Age Of The Tale? Rush To Edit? - The Return Of The King works (SPOILERS)

I am filled with a disdain for those who believe ROTK ought to receive "Best Picture" in any company... it does not deserve such. Indeed there is a palpable snobbery to anything sci-fi or fantasy in the land of theater which contributes to the snubbing of some of the greatest works of any time, but when pondering such for this tale one should not dispense them merely out of cause to redress some regrettable persistent balance. Accolades of that order ought to be reserved for those pieces which can be enjoyed unreservedly, which ROTK cannot be.

In the first movie we see grand battle scenes the likes of which had never before been shown. We see wonderfully choreographed fights between Orcs, Men, Hobbits, Wizards, and a Cave Troll - medieval versions of fine martial art accomplishments. The main characters all have important things to say, and those words often stick with us. Heroes & villains act in reasonable fashion to the prodding world about them. No plot line or story thread is left unresolved. And glimpses of epic battlefields are new to us - breathtaking vistas at the time never produced.

The Return Of The King, as great a film as it may be, is not like that. At times I wonder why the Custodian of Gondor Lord Denethor acts so nonsensically... it seems unreasonable; there are no trained events that explain his sudden descent into complete madness. We see a number of immense battle scenes, where numerous rushing figures hurtle towards other numerous rushing figures from the perspective of a moving 'grand scope' camera, and when they meet a furious intermingling occurs. There is little discernible actual *fighting*. We`ve seen this immense battle shot before, and in the culminatory chapter of the trilogy we expected more, at least at times. Perhaps one of the only memorable lines of dialogue in the entirety is Gimli`s absurdly humorous comment to Legolas after 'the great downing', "That still only counts as 1... ." As funny as it was, somehow this moviegoer thinks the most memorable quote from the climax of The Lord Of The Rings ("... the best of the trilogy..." ) should NOT be a joke. Perhaps an untrumpetted dearth in Tolkien`s original work? We are set up by the character of Gandalf for a Herculean defense of Minas Tirith and a climactic confrontation between the wizard and the Witch-King Of Angmar, and yet Gandalf does so very little you find yourself wondering where he went during the city`s defense scenes. Where IS Gandalf? The confrontation at the city`s gates, immortalized in art throughout our age since the creation of the books, does not happen. Likewise for Saruman, who played such a pivotal and *dramatic* role in the first two movies: the heroes - much to the utter surprise of this soul - actually achieve the base of Saruman`s tower, in which Saruman is supposedly trapped, and NEVER see him. Not a sniff. Saruman must have been too ashamed to come down from his room. Apparently the Saruman resolution filmed had some extremely powerful dialogue in it... ROTK could have used it. A waste of McKellan and Lee. A hole in continuity. Aragorn`s securing of the dead army seems a piecemeal snippet of movie that is inserted into the whole, something apart and unrelated to the story that suddenly gets drawn upon to solve a dilemma. Again, perhaps this is how Tolkien wrote things.
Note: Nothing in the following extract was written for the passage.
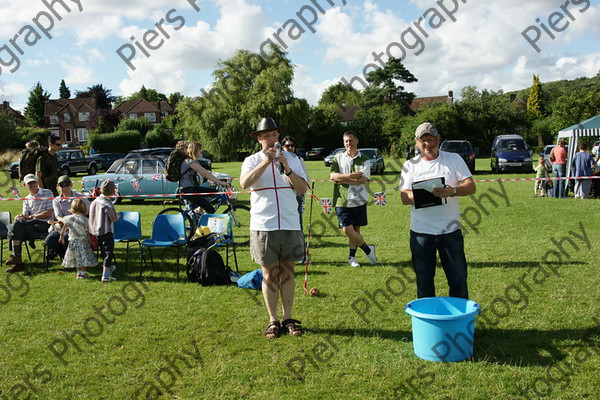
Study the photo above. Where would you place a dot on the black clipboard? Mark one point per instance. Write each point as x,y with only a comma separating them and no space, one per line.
423,198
In any event, none of the above was evident in the first movie. ROTK was extremely enjoyable, but too many things seemed out of whack here. It felt like a movie at times rushed through editting - this said with certainty when compared to the tightness of the first movie.

I dislike passing such judgement over those who toil to deliver a thing as monumental as Tolkien`s trilogy, but judged by cinema sensibilities and by comparison to other classic epics (including this trilogy`s own originator) it is slightly less than. The Fellowship Of The Ring is the entry that still deserves to be recognized as a great achievement in theater, while its sequels stand proudly if not disappointingly in its shadows.